Saturday, October 20, 2012

Entry 16

This week has been one long dark tunnel of sleepless suck; sleepless being the worst thing about it. According to Ms. Millman it's a natural response to death and most of this week has been spent on relaxation exercises that are supposed to help me deal with the grief or stress or whatever it is plaguing my psyche. I went and got a facial. A damn facial! What was that even supposed to do? Are my pores filled with neurotoxins?

Ughh...Sorry, I'm supposed to be talking about my feelings, but there isn't really anything interesting or unprecedented there. I feel tired, and guilty, and upset, and lots of negative things.

I had another episode this week. I don't even remember it because I was sleep walking, but I was flipping out and somehow I managed to smash the majority of my flower pots, which isn't a huge tragedy because I didn't really like them anyway, but still. I've had a couple other night terrors, and Ms. Millman's suggesting I go back to the ward for a while. It feels like I just got out though.

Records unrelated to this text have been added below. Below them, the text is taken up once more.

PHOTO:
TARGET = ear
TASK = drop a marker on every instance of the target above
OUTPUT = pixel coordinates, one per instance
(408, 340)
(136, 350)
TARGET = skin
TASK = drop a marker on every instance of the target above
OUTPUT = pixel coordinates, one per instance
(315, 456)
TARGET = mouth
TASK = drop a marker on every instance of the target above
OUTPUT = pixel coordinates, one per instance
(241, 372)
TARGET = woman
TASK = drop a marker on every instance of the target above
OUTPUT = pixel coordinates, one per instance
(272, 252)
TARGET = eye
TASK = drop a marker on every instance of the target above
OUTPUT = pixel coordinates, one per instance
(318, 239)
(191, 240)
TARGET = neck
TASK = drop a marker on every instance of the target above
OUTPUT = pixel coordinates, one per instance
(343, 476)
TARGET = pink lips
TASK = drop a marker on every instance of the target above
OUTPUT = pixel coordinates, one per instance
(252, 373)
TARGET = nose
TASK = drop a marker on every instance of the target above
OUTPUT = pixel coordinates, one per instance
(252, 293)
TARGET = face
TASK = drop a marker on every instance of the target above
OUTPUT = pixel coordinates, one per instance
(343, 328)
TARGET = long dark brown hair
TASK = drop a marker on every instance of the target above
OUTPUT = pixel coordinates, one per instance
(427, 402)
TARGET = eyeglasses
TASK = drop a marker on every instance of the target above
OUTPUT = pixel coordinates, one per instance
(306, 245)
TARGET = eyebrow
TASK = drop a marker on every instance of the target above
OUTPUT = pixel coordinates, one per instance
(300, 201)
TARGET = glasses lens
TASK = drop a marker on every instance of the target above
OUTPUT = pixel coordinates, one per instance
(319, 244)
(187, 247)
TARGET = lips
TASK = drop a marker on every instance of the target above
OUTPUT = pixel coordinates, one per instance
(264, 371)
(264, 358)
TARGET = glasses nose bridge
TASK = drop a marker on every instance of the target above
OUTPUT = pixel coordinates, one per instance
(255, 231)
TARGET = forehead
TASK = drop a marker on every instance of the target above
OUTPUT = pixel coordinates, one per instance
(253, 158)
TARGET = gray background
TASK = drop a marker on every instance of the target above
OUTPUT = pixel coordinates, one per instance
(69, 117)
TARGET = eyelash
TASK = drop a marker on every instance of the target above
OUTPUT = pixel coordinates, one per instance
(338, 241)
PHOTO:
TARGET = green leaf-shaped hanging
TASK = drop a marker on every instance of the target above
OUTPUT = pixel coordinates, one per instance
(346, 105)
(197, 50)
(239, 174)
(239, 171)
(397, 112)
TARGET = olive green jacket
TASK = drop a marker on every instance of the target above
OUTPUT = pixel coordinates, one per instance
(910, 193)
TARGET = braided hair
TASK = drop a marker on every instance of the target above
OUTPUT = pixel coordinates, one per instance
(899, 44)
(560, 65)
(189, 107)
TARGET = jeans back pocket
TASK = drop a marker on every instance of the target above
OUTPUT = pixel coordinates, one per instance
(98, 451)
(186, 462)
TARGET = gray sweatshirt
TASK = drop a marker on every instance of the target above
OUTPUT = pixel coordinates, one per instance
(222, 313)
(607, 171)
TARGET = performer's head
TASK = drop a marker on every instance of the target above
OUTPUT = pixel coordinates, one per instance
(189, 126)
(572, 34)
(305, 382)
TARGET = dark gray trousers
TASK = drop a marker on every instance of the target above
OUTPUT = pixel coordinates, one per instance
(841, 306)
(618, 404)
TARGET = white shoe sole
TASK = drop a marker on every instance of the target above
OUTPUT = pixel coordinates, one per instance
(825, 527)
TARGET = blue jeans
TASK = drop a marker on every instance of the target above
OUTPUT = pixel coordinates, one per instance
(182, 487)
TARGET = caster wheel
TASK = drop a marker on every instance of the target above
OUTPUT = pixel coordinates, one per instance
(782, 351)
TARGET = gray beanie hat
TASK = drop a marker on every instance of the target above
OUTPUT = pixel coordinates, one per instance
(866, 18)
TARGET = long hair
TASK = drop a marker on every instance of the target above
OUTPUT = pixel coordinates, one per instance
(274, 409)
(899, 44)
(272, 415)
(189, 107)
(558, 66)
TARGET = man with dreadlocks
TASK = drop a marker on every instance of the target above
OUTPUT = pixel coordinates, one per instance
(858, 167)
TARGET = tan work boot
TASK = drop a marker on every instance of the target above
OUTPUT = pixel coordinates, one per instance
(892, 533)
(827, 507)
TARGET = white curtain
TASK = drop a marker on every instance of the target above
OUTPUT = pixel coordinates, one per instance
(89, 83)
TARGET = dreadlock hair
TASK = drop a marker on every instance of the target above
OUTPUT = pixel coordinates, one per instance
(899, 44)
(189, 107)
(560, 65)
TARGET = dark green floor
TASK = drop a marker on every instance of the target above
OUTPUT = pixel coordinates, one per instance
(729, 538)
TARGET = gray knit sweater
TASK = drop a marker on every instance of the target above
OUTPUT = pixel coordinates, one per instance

In other news, I finally went through that box Trent's mom gave me. It was...interesting, and by that I mean completely one hundred percent creepy. Sure there was my ratty old jacket, and some cards I'd sent him, but then there was this shoe box with my name on it. He had medical files in there! My medical files!

What. The. HELL?

How did he even? It doesn't make sense! The only thing I can imagine he did was copied them at some point when he was at my house, which would have meant he had stolen them at one point. This puts an entirely different spin on our relationship, and once again, I feel no remorse for egging his house. I don't know if that makes me an asshole or what but...How dare he! HOW DARE HE. What did he even want to do with those? Why would he feel the need to take them? Did he just want to see how much of a nutball I was? Verify that claim? Was that why he dumped me? It doesn't make sense.

He had other weird stuff in there too like one of my better pots, (which for some reason did not get smashed in my sleeping escapade,) and about a pound of paper he had scribbled all over. It was messed up, with all these circles with X's in it. It's like something right out of one of those thrillers I don't watch, and it is freaky as hell.

I...just, I'm so angry about the whole thing, and I guess I have a right to be. Peg told me there's not a lot I can do about it now, and she's right. I called Trent's mom to ask about the papers and while we were talking about it she started crying so I let it go. That's the right thing to do, right? I shouldn't go around stirring up things I can't change, but now what happened to Trent is all I can think about anymore and I just

I need to calm down and get some sleep is what I need. So yeah. Whatever.